A tecnologia no combate à criminalidade

Enviada em 01/09/2020

O filme “2001- uma odisseia no espaço”, de 1968, dirigido pelo Stanley Kubrick é baseado na ideia que em 2001 tecnologias de alta qualidade estariam presentes em nossas vidas. Hodiernamente, vimos a ficção se tornar realidade, e hoje usamos essas ciências avançadas em nosso favor, como no combate à criminalidade, e no Brasil não seria diferente. Nesse sentido, o uso das tecnologias no combate à criminalidade no Brasil facilita as investigações e o controle dos crimes, contudo, se usada de modo errado compromete a privacidade dos cidadãos.

Primeiramente, as inovações científicas em prol do combate à criminalidade são vantajosas pois facilitam as investigações e o controle dos crimes. Como prova disso, temos a região de Canoas no Rio Grande do Sul que disponibiliza de grupos de WhatsApp monitorados por guardas municipais, usado para passar informações e avisos para ajudar no controle dos crimes na região. Ademais, muitos outros municípios e estados utilizam de softwares big data, que relacionam as atividades das redes sociais abertas, câmeras de vídeo e drones para identificas e investigar criminosos. Com isso, as tecnologias certamente trazem vantagens para investigação e controle da criminalidade no país.
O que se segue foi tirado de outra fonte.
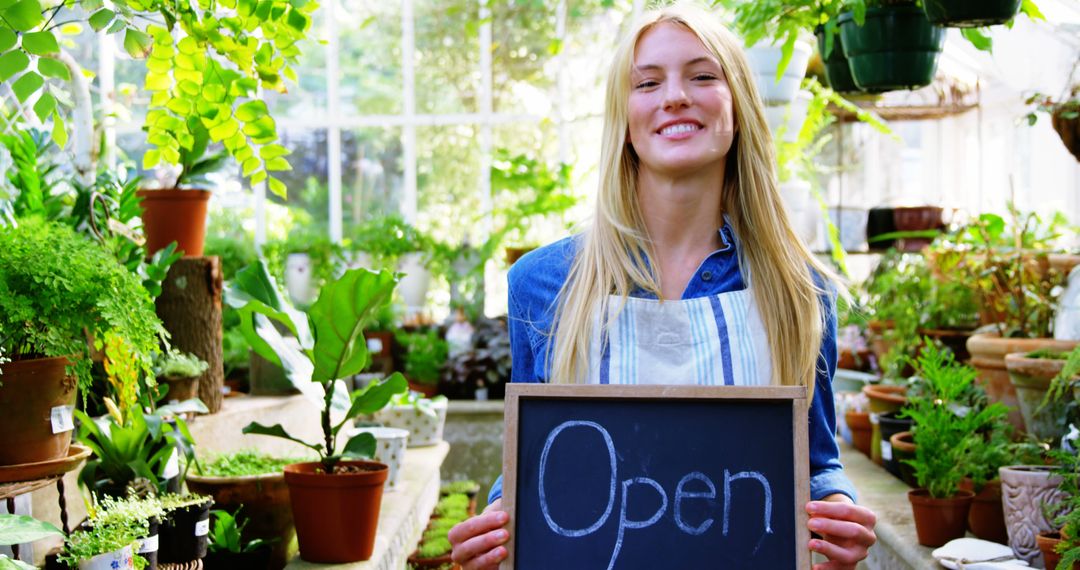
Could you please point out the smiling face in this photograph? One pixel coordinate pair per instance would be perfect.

No entanto, apesar de trazerem grande auxilio no combate à criminalidade, se usadas de forma indevida, essas tecnologias comprometem a privacidade dos cidadãos. Para comprovar esse fato, muitas vezes empresas de tecnologia são contratadas para fazer investigações e buscarem informações privadas e pessoais da população, o que certamente ultrapassa os limites da constituição que garante privacidade para todos. Dessa forma, ao acessarem as informações intimas e confidenciais dos cidadãos, as tecnologias deixam de serem usadas em favor do combate à criminalidade e, sem dúvida, passam a comprometer a privacidade dos indivíduos.
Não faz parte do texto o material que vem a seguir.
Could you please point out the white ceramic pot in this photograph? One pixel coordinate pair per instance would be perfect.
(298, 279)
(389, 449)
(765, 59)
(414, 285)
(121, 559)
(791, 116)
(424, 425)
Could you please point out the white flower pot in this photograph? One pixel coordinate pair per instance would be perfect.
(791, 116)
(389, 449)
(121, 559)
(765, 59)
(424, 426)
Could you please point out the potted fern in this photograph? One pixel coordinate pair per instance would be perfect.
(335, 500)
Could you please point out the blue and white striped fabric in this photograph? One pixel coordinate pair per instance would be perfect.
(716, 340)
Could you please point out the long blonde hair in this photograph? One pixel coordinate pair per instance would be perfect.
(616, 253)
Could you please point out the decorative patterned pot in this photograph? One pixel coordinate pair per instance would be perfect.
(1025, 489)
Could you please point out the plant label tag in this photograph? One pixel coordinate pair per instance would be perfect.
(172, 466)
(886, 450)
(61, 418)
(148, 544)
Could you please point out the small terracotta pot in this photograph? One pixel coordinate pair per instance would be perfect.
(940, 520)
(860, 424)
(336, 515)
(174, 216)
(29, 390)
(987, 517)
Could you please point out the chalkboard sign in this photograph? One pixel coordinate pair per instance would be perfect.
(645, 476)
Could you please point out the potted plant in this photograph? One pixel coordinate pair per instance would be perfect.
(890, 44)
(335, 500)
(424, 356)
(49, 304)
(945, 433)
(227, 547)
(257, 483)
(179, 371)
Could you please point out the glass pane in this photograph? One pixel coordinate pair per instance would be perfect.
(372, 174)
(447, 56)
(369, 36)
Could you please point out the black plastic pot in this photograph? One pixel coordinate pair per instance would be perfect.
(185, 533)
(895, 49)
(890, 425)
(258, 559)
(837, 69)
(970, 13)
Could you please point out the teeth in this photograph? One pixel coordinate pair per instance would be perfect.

Portanto, percebe-se que a tecnologia naturalmente traz benefícios ao combate à criminalidade facilitando as investigações e o controle dos criminosos, porém, se usada da forma errada invade a privacidade dos cidadãos. Logo, cabe as Secretarias Públicas que sigam o exemplo de Canoas e implantem em cada estado um sistema que possibilite que a população passe informações e seja informada sobre os acontecimentos para o combate aos crimes. Outrossim, cabe ao poder Legislativo atualizar e deixar mais eficazes as leis que garantem que a privacidade de cada indivíduo não seja violada, para que desse modo, a tecnologia seja usada cada vez mais no combate à criminalidade no Brasil.